The type specimen, a male, has a total length of 702 mm, with a 148 mm tail. The tail/SVL ratio is 26.7%.

External Morphology

            This snake is known only from the type specimen (ZMA 11066). The head is distinct from the neck and depressed, the body is cylindrical; the eyes are dorsolateral, and slightly larger than expected for a homalopsid. This account is based upon my scale count numbers and they disagree slightly with Gyi’s (1970) counts for several characters.
            On the head the rostral is pentagonal and broader than tall, it is visible from above. The nasals are divided and are separated by an internasal. The nares are located toward the inner edges of the nasals. The prefrontal is fused with the loreal on the right side. On the left side the prefrontal and loreal are separate. The loreal is twice as long as tall. The prefrontals are tuberculate, while some other scales also have tubercles; the prefrontal tubercles are better developed. The frontal is elongated and about equal in length to the parietals. The parietals are entire. The loreal is in contact with upper labials 2 – 4. The supraocular is elongated and single; the preocular is single and about two times taller than wide; the postoculars number two on each side. The dorsal and ventral scales are about equal in area. There are no subocular scales, although the ventral postocular undercuts the orbit. The temporal formula is 1 + 2 + 3 on both sides, the primary temporal is exceptionally large. The third row is difficult to distinguish from the occipitals. There are enlarged scales following each of the parietals but separated from the temporals by smaller scales. The upper labials 8/9; the largest are 5/6. The fifth one enters the orbit on the right; the fourth one enters the orbit on the left. The eighth upper labial on the right is divided; none are divided on the left.
            On the chin the lower labials numbers 14, the seventh is the largest and the second is the smallest; 1-3 contact the first chin shield. There are three pairs of enlarged chin shields, the second and third pairs are separated by pairs of smaller scales. The anterior pair of chin shields is only slightly larger than the second pair, and the third pair is shorter that the first two pairs, but broader. Gulars number seven.
            On the body the dorsal scale rows number 29 on the neck, 27 at mid-body, and 21 at posterior body.  The dorsal scales are lanceolate in all rows. The ventral scales number 163 and they are narrow. The anterior ventral scales are less than twice the height of a nearby dorsal, and at mid-body and posterior body the ventrals are a little more than twice the height of a nearby dorsal scale.
            On the tail the divided subcaudal scales number 56. The scales on the dorsum of the tail are similar to those near the vent. At the base of the tail the width is 84% of the height in the one specimen.

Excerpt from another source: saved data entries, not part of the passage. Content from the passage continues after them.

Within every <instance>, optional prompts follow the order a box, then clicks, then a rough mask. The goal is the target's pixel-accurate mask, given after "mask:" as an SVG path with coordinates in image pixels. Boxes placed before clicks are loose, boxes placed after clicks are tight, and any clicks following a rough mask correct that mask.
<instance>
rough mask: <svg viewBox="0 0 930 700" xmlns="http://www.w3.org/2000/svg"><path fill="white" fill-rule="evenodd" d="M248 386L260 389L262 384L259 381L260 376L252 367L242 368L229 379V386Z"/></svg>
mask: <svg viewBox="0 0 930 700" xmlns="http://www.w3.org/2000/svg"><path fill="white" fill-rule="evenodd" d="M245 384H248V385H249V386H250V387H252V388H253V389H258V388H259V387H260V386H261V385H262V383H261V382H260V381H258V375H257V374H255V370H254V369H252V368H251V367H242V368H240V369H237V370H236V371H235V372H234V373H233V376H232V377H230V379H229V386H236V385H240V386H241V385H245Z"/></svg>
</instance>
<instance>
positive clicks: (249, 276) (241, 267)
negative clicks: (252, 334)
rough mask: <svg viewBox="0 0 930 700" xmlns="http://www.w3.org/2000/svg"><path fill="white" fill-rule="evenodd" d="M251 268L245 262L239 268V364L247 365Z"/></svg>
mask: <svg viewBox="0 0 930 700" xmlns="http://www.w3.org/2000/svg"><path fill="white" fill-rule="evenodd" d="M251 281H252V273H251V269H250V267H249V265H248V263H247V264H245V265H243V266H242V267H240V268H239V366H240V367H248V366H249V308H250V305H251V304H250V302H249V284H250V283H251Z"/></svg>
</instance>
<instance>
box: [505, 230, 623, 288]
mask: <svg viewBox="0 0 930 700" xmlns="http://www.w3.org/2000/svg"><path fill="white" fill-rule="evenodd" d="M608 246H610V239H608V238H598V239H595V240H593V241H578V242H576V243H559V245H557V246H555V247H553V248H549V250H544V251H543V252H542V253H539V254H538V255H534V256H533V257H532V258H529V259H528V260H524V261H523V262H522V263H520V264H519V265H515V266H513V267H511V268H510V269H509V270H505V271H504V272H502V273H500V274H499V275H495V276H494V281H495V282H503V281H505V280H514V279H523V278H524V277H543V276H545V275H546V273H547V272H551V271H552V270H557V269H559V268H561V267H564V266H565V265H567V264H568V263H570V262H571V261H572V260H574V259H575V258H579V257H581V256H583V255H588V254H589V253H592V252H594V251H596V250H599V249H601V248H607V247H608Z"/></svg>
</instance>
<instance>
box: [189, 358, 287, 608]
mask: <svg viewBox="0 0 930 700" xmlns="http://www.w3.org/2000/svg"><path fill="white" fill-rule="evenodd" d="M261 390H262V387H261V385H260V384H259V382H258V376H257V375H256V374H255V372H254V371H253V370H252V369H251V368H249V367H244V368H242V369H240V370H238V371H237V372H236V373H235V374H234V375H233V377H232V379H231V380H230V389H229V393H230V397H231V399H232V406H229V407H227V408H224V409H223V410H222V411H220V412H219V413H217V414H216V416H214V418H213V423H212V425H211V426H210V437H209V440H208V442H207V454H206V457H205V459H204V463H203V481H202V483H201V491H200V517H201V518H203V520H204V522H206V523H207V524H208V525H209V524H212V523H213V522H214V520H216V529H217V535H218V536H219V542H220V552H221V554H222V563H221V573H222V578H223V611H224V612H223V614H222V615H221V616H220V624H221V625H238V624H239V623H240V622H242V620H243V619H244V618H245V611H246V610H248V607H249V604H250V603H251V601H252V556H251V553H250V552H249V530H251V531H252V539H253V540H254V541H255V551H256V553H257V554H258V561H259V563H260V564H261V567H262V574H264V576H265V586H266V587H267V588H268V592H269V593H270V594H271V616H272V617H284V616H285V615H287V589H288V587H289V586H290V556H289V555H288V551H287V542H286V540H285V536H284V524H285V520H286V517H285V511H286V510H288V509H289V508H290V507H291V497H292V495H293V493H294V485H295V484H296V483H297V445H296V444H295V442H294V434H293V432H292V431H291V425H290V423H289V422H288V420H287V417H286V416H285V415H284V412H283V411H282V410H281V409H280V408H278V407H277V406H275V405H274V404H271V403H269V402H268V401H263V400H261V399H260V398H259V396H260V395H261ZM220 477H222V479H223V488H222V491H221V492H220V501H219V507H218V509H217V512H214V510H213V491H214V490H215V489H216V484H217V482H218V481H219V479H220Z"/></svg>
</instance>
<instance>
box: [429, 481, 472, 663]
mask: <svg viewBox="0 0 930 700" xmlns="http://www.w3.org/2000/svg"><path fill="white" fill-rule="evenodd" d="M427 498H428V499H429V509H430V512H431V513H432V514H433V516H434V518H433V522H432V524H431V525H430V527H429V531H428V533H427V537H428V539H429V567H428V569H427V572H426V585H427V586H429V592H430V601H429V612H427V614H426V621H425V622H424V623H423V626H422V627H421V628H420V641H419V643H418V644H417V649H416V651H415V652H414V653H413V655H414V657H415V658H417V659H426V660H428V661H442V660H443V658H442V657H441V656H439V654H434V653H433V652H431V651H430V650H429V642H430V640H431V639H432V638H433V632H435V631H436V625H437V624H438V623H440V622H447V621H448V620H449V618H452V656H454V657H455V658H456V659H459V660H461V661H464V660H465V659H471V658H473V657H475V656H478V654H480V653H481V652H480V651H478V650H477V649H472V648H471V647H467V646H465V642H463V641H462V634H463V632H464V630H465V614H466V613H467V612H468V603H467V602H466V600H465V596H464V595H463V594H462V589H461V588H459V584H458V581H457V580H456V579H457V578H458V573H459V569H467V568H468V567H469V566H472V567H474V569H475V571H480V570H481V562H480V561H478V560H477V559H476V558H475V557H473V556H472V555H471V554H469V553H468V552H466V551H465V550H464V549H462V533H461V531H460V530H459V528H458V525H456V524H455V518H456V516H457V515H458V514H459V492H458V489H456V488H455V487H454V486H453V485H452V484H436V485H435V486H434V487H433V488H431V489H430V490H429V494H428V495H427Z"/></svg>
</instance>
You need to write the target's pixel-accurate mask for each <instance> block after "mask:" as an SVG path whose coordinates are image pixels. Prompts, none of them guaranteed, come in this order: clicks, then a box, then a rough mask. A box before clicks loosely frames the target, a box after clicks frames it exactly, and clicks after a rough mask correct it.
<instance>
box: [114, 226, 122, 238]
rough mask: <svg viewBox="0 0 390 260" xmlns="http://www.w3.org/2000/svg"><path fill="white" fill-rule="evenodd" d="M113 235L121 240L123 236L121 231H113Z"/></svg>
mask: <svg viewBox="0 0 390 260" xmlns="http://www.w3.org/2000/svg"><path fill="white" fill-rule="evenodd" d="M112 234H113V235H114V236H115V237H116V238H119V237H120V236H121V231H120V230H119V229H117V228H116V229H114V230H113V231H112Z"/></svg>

            Color and pattern. The first 4 dorsal scale rows have light pigment, there is no pattern on the other rows, presumably it was uniform in color, but the specimen also appears faded. The venter is mottled. Jong (1926a) had notes from the collector, W. C. von Heurn, who described the color in life as a uniform gray-black or mud color on the sides and dorsum with a lighter venter with gray-black spots that extend onto the chin and labials.
Natural History
            While nothing is known about the details of H. ventromaculatalife history, the area that it lives in has been studied by ecologists because of a project to dam the Mamberamo River for a hydroelectric plant to power a large industrial complex.  The Mamberamo River is about 650 km in length and drains a region of steep, rainforest covered mountains, with a catchment that it is 76,000 km2. The river carries a heavy sediment load. The Mamberamo River basin has a rich biodiversity; and its estuary has large areas of freshwater swamps and extensive areas of mangrove. Thus, there may be other homalopsids and aquatic herpetofauna to be found in the area (Muchtar and Ilahude, 2001; Richards and Suryadi, 2002).